Avant de se porter acquéreur en janvier dernier, Stephen Lu raconte avoir visité beaucoup de châteaux. Il est tombé sous le charme de cette propriété. « Le ciel était si pur, si différent de l’air pollué de la Chine. » Le côté historique du lieu ne l’a pas laissé indifférent. « Le château est un trésor. La maison date du XVIIe siècle, elle a plus de trois cents ans ! Elle est exceptionnelle, sur le haut d’une colline, avec une vue magnifique sur les vignes et les forêts autour. »
Rustique et chic
Quelques changements ont été apportés, en douceur. L’intégralité du château a été redécorée en respectant l’esprit des lieux, rustique et chic. « Les vieux meubles sont toujours là, avec une touche de modernité en plus. »
Une peinture représentant la bâtisse, réalisée par un artiste chinois venu ici en résidence quelques temps, trône dans un salon de dégustation. Dans la salle de billard (français, le billard), le bureau de monsieur Lu paraît un peu étroit, coincé au pied de l’escalier qui amène à l’étage.
Un souffle nouveau
Le conte de fée est aussi une jolie opération commerciale pour Golden Fields. Fort de ses 55 hectares (soit environ 400 000 bouteilles annuelles), Bel Air est l’une des propriétés les plus importantes de la rive droite. Le géant chinois possède 4 000 restaurants et épiceries principalement dans les régions de Pékin, Shanghai et Taïwan. Autant de points de vente qui seront fournis avec 50 % de la production de Bel Air. Pas plus, selon Stephen Lu. L’autre moitié sera réservée au marché français.
L’ancien propriétaire restera dans les coulisses de la production pendant les deux prochaines années. Patrick David avait quitté le négoce en 1993 pour devenir vigneron et a agrandi le vignoble au fil des années.
« Il faut avoir les reins suffisamment solides pour se tourner vers l’export. » Ses vins Château de Francs La Comtesse, Château La Chapelle Monrepos, Grusy-Bellair et Bel Air sont déjà vendus en Chine, au Japon ou aux États-Unis. « Je ne suis pas inquiet pour l’avenir du château. M. Lu a le souci de la qualité et du prestige de la propriété. Le groupe va apporter un souffle nouveau. »
Une cuve, une parcelle
Le reste de l’équipe, trois salariés permanents, ainsi que l’œnologue Marc Quertinier, continueront à travailler sur le domaine. « Nous allons assurer la continuité. L’esprit des vins restera le même. » Avec cependant la volonté de satisfaire la clientèle chinoise.

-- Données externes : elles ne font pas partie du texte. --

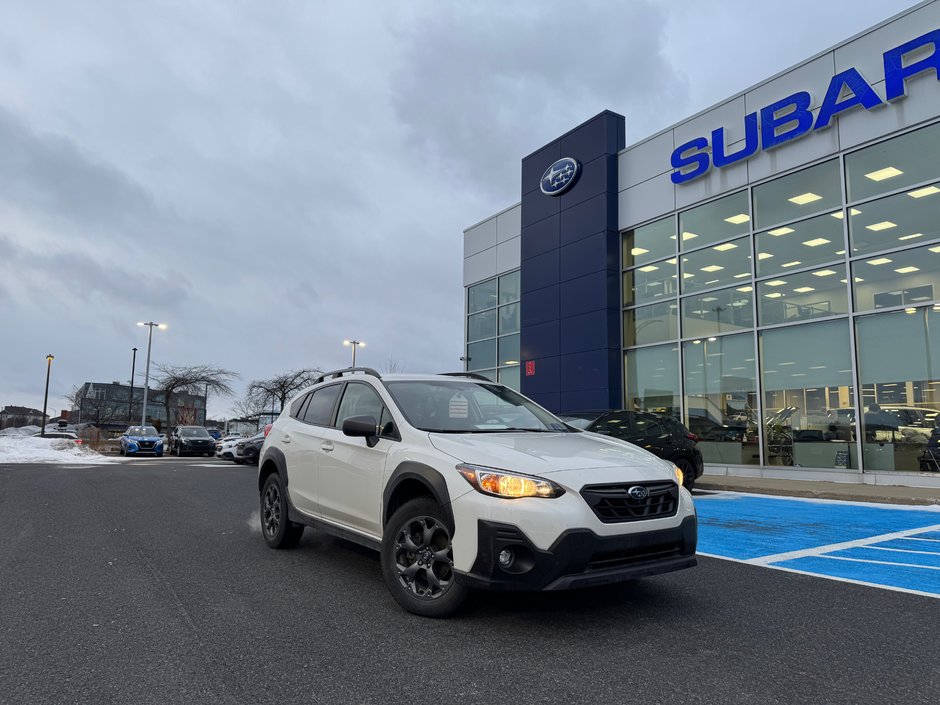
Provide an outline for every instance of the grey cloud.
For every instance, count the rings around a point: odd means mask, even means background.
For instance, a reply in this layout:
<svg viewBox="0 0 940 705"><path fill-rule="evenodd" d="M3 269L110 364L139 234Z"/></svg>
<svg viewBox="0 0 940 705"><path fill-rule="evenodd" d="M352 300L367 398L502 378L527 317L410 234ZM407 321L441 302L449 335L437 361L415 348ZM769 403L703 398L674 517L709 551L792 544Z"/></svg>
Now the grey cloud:
<svg viewBox="0 0 940 705"><path fill-rule="evenodd" d="M652 2L450 4L400 30L407 60L395 109L455 179L486 188L481 175L498 165L493 190L511 194L521 156L602 109L625 113L631 134L635 118L644 124L681 103L685 79L664 55L667 21Z"/></svg>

« Comme tous les consommateurs aujourd’hui, ils sont sensibles à la préhension des tanins. La cuvaison sera plus courte pour faire du vin plus facilement consommable jeune. Mais il pourra continuer à se garder. »
Dans les projets à très court terme, Golden Field envisage de moderniser les chais. Des cuves plus petites pourraient renforcer l’équipement actuel du château. « Nous avons un terroir très nuancé. Une cuve, une parcelle, nous permettrait de respecter au mieux le parcellaire. »

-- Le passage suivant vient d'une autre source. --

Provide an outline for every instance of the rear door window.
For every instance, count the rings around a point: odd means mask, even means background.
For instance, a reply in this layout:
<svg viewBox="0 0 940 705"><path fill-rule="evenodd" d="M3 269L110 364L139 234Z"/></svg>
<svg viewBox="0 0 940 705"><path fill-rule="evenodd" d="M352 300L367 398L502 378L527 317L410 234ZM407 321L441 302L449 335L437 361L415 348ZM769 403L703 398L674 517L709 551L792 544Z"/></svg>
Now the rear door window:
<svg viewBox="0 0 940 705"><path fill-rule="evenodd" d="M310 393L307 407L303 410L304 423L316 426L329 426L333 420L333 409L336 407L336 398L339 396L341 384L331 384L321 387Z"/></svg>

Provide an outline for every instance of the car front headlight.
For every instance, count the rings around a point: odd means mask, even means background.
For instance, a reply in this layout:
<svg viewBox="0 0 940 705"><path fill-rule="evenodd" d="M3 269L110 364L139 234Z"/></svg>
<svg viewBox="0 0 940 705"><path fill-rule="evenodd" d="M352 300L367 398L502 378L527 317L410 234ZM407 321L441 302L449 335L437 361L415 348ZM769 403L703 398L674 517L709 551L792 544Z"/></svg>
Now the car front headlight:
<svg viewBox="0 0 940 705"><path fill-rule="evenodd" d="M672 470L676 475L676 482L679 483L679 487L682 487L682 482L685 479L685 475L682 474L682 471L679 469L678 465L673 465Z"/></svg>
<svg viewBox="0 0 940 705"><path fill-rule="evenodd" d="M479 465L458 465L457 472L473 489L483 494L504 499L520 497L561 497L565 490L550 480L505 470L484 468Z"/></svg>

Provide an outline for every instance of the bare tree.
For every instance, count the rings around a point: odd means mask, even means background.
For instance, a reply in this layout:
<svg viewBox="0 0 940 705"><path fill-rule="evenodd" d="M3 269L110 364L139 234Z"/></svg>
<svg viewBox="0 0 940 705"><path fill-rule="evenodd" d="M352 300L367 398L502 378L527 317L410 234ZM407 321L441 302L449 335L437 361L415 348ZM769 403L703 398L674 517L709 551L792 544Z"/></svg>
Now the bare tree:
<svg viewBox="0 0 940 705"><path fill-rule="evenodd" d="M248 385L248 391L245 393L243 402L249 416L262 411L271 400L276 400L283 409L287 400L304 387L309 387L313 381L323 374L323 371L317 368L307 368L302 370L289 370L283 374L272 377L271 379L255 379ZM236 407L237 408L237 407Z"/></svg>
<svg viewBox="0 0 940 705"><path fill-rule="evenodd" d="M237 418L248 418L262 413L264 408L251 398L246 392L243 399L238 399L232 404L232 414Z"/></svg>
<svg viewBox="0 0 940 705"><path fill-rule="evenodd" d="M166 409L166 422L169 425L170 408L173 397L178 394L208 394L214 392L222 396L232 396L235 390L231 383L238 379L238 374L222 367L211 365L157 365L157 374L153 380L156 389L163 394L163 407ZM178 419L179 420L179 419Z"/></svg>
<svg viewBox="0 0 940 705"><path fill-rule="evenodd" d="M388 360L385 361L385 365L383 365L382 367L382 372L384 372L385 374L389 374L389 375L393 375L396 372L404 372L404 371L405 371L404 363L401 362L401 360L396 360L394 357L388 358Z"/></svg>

Avec l’assentiment du nouveau propriétaire, Marc Quertinier souhaite poursuivre son travail d’orfèvre. Il déguste tous les deux jours pour suivre au plus près le rythme d’extraction.
Un tempo à faire coïncider avec celui du nouveau propriétaire. Bel Air est une première étape pour Stephen Lu, qui ne cache pas son ambition de développer son implantation dans le Bordelais. « Nous cherchons un autre château, pourquoi pas un Saint-Émilion grand cru ? »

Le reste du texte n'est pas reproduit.